Often on hot, sunny days you will see dragonflies perched facing away from the sun, with their abdomens raised high in the air above them. This position actually has a name – the obelisk posture – and some dragonflies and damselflies assume this position to prevent overheating. They raise their abdomen until its tip points at the sun, minimizing the surface area exposed to it. The name given this posture comes from the fact that when the sun is directly overhead, the vertical alignment of the insect’s body suggests an obelisk. The meadowhawk dragonfly in the photograph assumed the obelisk posture several seconds after the sun came out from behind the clouds. As soon as the sun was obscured by clouds again, the dragonfly would lower its abdomen to a horizontal position. It continued doing this for a considerable amount of time. Sometimes abdomens are raised for reasons other than temperature control, including threat displays during conflicts.

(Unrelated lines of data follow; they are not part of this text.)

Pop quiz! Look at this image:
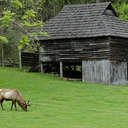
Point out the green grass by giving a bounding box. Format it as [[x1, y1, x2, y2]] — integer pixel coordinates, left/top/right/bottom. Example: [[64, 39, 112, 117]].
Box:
[[0, 68, 128, 128]]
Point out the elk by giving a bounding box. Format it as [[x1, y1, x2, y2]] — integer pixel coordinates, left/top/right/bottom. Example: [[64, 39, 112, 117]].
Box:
[[0, 89, 30, 111]]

Leafhoppers belong to the family Cicadellidae — one of the largest families of plant-feeding insects. There are more leafhopper species worldwide than all species of birds, mammals, reptiles, and amphibians combined. Certain species, including the pictured red-banded leafhopper,Graphocephala coccinea, drink the watery sap from the plant’s xylem tissue, and secrete honeydew, a sugar-rich solution which ants love. The ants protect the leafhoppers against predators in return for this sweet treat (an arrangement they also have with aphids).

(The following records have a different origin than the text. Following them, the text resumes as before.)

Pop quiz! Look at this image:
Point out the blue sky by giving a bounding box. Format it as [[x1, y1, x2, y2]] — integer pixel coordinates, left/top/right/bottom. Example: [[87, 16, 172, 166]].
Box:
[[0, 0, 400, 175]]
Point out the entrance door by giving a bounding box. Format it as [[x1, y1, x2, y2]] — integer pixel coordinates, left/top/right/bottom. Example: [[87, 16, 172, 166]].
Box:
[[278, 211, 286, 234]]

Dragonflies (and damselflies) form what is called a “mating wheel” when they mate. The male (top) grasps the female at the back of her head with the appendages at the tip of his abdomen. The female then curls her abdomen forward so that its tip reaches his sex organs and receives his sperm. After mating, the male may continue to grasp the female and accompany her while she lays her eggs, to prevent another male from removing his sperm from the female and then mating with her.

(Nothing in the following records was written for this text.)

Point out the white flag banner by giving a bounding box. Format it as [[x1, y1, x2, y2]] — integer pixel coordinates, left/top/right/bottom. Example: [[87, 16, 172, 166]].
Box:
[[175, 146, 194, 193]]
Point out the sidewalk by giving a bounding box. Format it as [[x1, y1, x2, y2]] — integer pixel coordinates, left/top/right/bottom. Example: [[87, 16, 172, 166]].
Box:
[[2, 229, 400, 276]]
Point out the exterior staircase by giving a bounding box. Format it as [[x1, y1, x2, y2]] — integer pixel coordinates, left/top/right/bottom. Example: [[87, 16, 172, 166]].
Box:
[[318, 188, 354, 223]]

Robber flies often perch on the leaves or stems of low plants waiting until suitable prey flies by, and then attack it in the air. They have long, strong, spiny legs for grabbing prey, and piercing-sucking mouthparts for consuming it. Robber flies prey on a variety of insects, including bees, beetles, bugs, dragonflies, grasshoppers, flies, leafhoppers and wasps. Once they capture an insect, they pierce it with their short, strong proboscis, or mouthpart, and inject their saliva into it. The saliva of robber flies contains enzymes that paralyze the insect and digest its insides, which the robber fly then drinks. The pictured robber fly is feasting on the innards of a stink bug it just captured.